Nul doute qu’avec cette coupe et l’agencement de sa chevelure, son mari la regardera avec un œil neuf. Elle imagine la scène lorsque son mari la retrouvera, dans quelques instants, ici même, à la sortie du salon de coiffure où ils ont rendez-vous. Aurore pressent que lorsqu’il la verra, il la serrera dans ses bras et, l’œil brillant, posera ses lèvres frémissantes sur les siennes. Il lui dira : « Comme tu es belle ! » et l’emmènera blottie contre lui vers leur soirée où, à coup sûr, il sera heureux de la voir faire l’émerveillement de tous.
Ce soir, il ne sera probablement pas assis auprès d’elle, car elle sait, d’expérience, qu’il sera placé auprès de ses collègues d’un côté de la longue table dressée pour l’occasion, tandis que les épouses seront regroupées à l’autre extrémité, comme ça avait été le cas pour l’anniversaire des 20 ans. Mais il la couvera du regard. Il la regardera avec tendresse et convoitise. Il sera fier d’arriver avec elle à son bras, et il attendra avec impatience le moment où, la soirée terminée, il l’enlacera, fébrile, dans l’ascenseur, avant de la ramener chez eux pour lui témoigner sa passion et la couvrir de baisers.
Sa transformation la réjouit. Sa coiffure est si féminine que, pendant qu’elle traverse le salon et se dirige vers le comptoir d’accueil, les hommes tournent la tête vers elle, les uns après les autres. Après avoir remercié Adrienne pour ses bons offices et s’être acquittée du tarif correspondant, elle enfile son manteau récupéré au vestiaire, et jette un dernier coup d’œil à son reflet dans le grand miroir jouxtant la sortie. Elle est confiante dans l’effet que produira son nouveau visage. Elle sait que cette coiffure ensorceleuse sera une invitation à la tendresse et à la volupté et qu’elle marquera un nouveau départ. Son mari sera séduit, charmé, ébloui.
Elle quitte le salon, rayonnante. Sur le trottoir, elle l’aperçoit. Il est là, à quelques mètres, qui l’attend.

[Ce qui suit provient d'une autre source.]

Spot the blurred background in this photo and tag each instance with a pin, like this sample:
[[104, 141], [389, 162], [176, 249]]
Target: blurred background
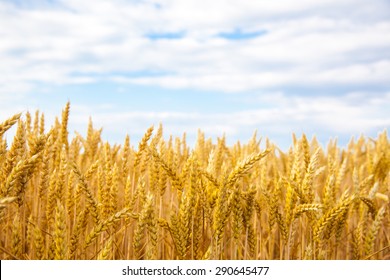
[[225, 67]]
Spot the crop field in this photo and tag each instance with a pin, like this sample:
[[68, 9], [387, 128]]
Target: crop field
[[160, 199]]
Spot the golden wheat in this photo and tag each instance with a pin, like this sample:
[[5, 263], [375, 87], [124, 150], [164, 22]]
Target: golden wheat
[[82, 198]]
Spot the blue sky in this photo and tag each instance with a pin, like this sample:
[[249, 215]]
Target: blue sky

Il a le visage penché au-dessus de son téléphone mobile sur lequel il fait glisser son pouce avec dextérité. Elle s’approche et se poste devant lui, le visage illuminé. Il relève la tête. Elle esquisse un sourire, à la fois timide et enjôleur. Il la regarde en haussant les sourcils, et lui dit :
— C’est marrant ! Tu ressembles à la comptable de ma boîte, comme ça !
Puis il se détourne et lui lance en s’engageant prestement sur la chaussée :
— Bon, dépêche-toi ! Faut pas qu’on rate le bus.